ENVAINÁRSELA

Teodoro Santana

Apesar de ese punto malpensado y obsceno que se le suele dar, "envainársela" no tiene ningún contenido freudiano oculto ni ninguna connotación sexual. Hace referencia, simple y metafóricamente, al acto de desenvainar la espada para librar una batalla y, tras comprobar la aplastante superioridad del enemigo, tener que volver la espada a su funda y desistir. En sentido figurado, envainársela significa aguantarse, tragar saliva, contenerse.

Por ejemplo, una fuerza política que desenvaina el sable de la ruptura de un pacto, anunciando a los cuatro vientos que en su próxima reunión tomará una decisión sobre la continuidad de dicha alianza. Si tras esa anunciada reunión, el retador vuelve a enfundar el sable de la ruptura, bien podremos decir que "se la envainó". Claro que si cinco minutos después es el otro socio el que te da la patada rompiendo él el pacto, no es ya que te la envaines, sino que quedas con el culo al aire. O sea, como el gallo de Morón: sin plumas y cacareando.

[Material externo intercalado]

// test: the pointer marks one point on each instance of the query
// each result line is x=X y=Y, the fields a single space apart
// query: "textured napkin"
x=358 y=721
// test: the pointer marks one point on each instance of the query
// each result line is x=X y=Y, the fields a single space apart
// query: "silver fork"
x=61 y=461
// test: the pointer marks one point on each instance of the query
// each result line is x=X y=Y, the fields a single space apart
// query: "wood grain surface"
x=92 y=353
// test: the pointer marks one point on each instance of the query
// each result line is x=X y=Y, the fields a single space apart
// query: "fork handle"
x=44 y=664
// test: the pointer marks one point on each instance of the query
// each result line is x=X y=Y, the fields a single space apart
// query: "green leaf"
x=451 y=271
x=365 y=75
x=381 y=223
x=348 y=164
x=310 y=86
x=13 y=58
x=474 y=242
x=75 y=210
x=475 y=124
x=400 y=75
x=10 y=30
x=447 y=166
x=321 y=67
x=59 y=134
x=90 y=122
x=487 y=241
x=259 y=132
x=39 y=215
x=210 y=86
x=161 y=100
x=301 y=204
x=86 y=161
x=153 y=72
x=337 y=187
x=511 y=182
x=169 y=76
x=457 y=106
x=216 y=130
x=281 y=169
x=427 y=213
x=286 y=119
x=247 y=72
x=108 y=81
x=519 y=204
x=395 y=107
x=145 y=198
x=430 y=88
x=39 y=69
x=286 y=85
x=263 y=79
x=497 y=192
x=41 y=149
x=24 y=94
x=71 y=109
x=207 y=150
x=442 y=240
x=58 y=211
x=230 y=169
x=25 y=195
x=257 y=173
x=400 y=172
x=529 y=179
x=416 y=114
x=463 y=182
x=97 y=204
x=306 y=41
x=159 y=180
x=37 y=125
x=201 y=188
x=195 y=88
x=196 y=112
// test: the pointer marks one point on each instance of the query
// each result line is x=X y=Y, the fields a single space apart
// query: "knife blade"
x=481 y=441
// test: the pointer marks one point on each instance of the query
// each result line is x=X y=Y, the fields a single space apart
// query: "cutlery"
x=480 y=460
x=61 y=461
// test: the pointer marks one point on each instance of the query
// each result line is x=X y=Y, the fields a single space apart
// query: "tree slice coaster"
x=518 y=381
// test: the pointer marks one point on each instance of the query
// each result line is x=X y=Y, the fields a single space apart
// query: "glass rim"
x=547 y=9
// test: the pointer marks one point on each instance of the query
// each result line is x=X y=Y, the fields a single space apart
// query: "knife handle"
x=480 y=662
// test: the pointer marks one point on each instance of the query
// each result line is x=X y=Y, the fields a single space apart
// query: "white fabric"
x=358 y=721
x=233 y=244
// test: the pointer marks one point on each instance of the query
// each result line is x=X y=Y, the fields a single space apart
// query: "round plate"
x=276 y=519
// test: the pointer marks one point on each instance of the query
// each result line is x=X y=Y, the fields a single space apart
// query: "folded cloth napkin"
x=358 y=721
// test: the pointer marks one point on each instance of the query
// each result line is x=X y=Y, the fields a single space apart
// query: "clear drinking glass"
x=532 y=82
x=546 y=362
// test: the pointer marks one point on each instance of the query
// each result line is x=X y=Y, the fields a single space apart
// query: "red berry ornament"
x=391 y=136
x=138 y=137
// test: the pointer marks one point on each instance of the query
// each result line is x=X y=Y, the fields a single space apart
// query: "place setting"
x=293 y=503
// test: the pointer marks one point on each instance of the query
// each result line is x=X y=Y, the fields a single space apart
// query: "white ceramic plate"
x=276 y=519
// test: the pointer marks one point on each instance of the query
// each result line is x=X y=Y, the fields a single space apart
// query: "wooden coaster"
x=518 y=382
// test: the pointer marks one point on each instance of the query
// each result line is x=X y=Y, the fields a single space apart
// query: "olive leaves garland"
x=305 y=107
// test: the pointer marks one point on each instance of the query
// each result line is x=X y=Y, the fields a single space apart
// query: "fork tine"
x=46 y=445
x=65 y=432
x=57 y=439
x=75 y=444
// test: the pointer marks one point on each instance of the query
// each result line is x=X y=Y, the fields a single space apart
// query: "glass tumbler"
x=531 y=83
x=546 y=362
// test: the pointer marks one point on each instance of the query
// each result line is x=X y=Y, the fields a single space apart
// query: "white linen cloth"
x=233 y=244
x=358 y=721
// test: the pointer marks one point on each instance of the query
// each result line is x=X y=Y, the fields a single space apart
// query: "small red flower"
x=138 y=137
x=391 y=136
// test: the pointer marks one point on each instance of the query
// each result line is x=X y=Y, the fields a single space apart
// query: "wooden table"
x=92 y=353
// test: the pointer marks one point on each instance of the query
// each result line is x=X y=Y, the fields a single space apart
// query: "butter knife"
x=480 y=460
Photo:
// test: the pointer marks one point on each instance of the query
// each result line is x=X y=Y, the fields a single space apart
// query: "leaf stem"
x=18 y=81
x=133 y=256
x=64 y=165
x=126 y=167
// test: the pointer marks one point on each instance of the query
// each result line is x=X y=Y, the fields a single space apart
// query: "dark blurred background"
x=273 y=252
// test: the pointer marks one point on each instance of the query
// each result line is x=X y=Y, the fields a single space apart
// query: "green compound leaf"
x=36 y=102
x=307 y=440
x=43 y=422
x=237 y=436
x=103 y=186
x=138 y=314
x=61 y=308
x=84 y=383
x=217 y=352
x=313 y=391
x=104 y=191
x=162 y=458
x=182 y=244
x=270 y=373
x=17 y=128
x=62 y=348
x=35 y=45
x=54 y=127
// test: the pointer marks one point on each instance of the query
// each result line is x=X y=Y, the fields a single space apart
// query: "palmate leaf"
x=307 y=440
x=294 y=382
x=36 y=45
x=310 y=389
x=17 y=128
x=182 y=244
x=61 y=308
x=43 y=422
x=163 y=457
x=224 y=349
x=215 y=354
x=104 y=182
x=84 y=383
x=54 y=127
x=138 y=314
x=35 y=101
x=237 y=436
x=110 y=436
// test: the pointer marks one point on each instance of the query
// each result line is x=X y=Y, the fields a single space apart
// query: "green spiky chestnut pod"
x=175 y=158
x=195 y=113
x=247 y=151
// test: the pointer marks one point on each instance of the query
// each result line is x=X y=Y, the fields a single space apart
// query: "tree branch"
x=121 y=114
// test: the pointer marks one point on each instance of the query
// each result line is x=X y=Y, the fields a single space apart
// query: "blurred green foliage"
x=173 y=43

Por eso no es prudente agarrar una espada por la hoja, sobre todo si es otro el que la tiene empuñada. El que tiene la sartén por el mango, o sea. Y por eso no conviene desenfundar una espada de cartón cuando el oponente tiene una espada de acero. A menos que, además de envainártela, quieras correr el riesgo de que te corten la cabeza. Y de que la peña se de cuenta de que lo tuyo es un bluff, con lo que al poco se lanzarán los buitres sobre tu cadáver.

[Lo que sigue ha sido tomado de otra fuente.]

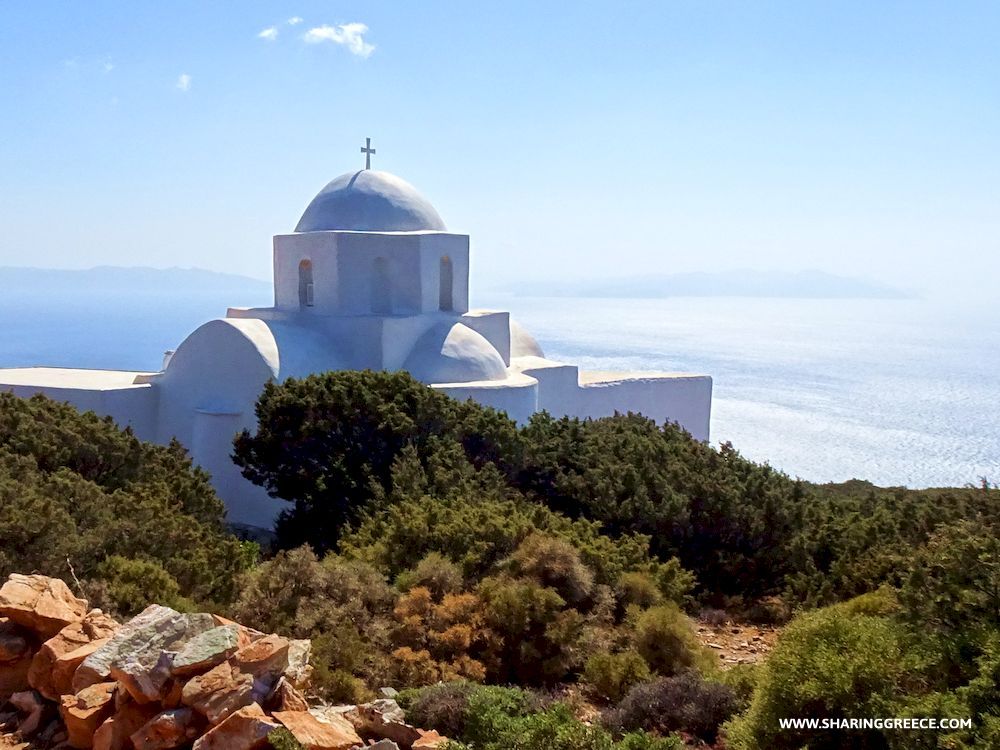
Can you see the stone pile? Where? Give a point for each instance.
(72, 677)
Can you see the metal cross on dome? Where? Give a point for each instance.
(367, 150)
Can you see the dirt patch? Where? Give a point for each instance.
(738, 644)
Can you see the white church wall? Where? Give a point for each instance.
(133, 406)
(400, 335)
(221, 367)
(378, 273)
(517, 396)
(492, 326)
(685, 399)
(558, 385)
(211, 448)
(434, 247)
(320, 249)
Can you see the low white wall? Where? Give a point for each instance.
(518, 397)
(686, 400)
(133, 407)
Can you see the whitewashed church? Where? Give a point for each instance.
(370, 279)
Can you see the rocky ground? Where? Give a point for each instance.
(738, 644)
(72, 677)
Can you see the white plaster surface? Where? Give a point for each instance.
(374, 255)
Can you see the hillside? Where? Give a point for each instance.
(562, 585)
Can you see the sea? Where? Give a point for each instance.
(898, 392)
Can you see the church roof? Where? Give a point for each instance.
(370, 201)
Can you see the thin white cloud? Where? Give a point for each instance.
(350, 35)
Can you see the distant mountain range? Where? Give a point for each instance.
(232, 288)
(123, 280)
(801, 284)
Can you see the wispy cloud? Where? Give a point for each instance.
(350, 35)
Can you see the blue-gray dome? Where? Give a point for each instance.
(370, 201)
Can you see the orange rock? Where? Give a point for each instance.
(172, 696)
(429, 740)
(314, 734)
(286, 698)
(248, 677)
(115, 733)
(268, 655)
(246, 729)
(60, 677)
(15, 643)
(168, 729)
(31, 708)
(53, 667)
(247, 635)
(219, 692)
(14, 677)
(43, 605)
(85, 712)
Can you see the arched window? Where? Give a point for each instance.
(305, 284)
(381, 287)
(447, 282)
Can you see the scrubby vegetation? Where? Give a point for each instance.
(136, 522)
(517, 578)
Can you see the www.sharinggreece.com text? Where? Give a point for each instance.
(890, 723)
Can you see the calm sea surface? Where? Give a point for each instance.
(898, 392)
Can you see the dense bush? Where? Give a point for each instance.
(665, 639)
(610, 675)
(413, 472)
(344, 606)
(328, 442)
(484, 718)
(837, 662)
(75, 489)
(684, 703)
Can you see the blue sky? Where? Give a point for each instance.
(580, 139)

Dicho sea todo esto con la aclaración de que no me produce especial pena el atrevido: los que vivimos de un salario nos la tenemos que envainar varias veces al día. Aún más, procuramos no desenfundar, que no está el horno para bollos. Así y todo, constantemente nos llueven mandobles (laborales, políticos, religiosos, televisivos…). Con lo que, en vez de desenfundar, nos limitamos a refunfuñar por lo bajo. O rezongamos desde una columna en el periódico. Desenvainamos un poco. Sólo la puntita, digamos.